Proofs for Multiplicative Functions in Number Theory Part 1:
A theorem in my book proves that if $f(n)$ is a multiplicative function, and $g(n)=\sum_{d|n}f(d)$, then $g(n)$ is also multiplicative. How do I prove the converse of this. The converse being that if $g(n)$ is a multiplicative function, and $g(n)=\sum_{d|n}f(d)$, then $f(n)$ is multiplicative.
Part 2:
This second part goes hand-in-hand with part 1. How do I prove that if $g(n)$ is a multiplicative function, then there is exactly one function $f(n)$ for which $g(n)=\sum_{d|n}f(d)$, and $f(n)$ is a multiplicative function.
What I thought:
For part 1, it looks to me that I might have to use Möbius inversion. I'm not sure though. For part 2, it looks to me that I may have to use induction to prove it. 
 A: Much of this falls under one lump idea. Let 
$$f \star g(n) = \sum_{d \mid n} f(d)g(n/d)$$
be the convolution of $f$ and $g$. Then it happens that if both $g$ and $f \star g$ are multiplicative, then $f$ is also multiplicative. Let $h = f \star g$, for slightly easier notation. Let's prove that now.
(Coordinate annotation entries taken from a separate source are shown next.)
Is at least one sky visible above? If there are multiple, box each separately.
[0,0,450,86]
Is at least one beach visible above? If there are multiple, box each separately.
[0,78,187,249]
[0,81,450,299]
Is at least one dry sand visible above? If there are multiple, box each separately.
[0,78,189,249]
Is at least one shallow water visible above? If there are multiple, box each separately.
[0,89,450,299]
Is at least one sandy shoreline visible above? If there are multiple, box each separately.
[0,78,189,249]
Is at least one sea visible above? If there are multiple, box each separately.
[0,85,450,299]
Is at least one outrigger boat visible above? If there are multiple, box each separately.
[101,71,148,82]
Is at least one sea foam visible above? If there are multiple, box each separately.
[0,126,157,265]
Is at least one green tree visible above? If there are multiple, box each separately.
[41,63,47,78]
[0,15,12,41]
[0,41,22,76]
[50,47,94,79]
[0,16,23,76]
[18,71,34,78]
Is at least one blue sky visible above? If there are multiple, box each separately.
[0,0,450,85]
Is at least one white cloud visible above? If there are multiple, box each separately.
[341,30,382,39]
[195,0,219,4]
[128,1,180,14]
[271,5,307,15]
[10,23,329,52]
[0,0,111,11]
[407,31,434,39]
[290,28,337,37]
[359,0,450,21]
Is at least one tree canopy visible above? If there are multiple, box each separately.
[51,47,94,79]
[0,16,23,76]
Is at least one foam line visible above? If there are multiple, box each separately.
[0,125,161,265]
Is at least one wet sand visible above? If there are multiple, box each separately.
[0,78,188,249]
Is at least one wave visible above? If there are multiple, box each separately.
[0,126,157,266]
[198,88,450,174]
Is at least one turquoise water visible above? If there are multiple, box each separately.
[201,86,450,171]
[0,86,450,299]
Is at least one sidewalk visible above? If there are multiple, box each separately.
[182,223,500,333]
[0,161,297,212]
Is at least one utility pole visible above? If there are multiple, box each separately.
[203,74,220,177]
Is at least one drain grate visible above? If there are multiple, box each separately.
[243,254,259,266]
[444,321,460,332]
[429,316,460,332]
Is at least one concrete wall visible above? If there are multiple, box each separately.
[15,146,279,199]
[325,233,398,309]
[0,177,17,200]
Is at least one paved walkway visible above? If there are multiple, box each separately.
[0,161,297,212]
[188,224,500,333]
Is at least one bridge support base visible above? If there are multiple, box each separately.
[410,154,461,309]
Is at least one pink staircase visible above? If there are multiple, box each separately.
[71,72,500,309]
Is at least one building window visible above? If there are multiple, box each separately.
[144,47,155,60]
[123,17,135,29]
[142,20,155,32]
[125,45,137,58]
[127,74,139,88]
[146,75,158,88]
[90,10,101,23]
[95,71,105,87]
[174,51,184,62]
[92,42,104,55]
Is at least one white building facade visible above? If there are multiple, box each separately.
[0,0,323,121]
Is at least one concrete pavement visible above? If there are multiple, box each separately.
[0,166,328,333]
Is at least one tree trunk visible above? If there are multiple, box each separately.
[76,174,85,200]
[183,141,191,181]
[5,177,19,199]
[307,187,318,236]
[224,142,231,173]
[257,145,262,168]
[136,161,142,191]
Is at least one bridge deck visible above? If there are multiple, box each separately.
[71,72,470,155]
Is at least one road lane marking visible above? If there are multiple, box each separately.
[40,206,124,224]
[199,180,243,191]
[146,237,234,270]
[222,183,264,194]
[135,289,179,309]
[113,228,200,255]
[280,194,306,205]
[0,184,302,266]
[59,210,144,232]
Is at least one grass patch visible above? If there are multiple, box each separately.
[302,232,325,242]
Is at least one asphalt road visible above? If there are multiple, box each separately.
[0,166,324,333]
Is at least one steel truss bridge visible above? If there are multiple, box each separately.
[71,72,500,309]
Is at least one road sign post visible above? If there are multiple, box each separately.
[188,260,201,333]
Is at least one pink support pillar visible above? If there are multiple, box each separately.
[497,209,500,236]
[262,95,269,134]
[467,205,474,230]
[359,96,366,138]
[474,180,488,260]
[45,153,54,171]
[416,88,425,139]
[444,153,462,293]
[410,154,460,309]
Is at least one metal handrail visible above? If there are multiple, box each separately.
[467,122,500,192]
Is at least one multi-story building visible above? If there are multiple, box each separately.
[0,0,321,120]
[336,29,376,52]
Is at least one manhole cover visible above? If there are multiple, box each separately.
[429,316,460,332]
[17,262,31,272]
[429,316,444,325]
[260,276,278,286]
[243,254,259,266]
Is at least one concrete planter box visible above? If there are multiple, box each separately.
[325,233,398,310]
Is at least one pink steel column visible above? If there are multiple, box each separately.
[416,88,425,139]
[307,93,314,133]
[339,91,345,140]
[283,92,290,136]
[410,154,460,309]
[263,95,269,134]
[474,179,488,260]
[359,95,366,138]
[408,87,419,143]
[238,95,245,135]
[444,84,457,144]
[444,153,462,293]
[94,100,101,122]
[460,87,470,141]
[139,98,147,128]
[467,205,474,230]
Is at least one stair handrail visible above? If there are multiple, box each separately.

We proceed by contradiction. Suppose that $f$ is not multiplicative. So there exist two positive integers $n,m$ with $\gcd(m,n) = 1$ such that $f(mn) \neq f(m)f(n)$. Of all such pairs of integers, let's choose the pair with the smallest product $mn$.
If $m = n = 1$, then $f(1) \neq 1$. Then $h(1) = f(1)g(1) \neq 1$, and so $h$ is not multiplicative. That's a contradiction, and so $f(1) = 1$.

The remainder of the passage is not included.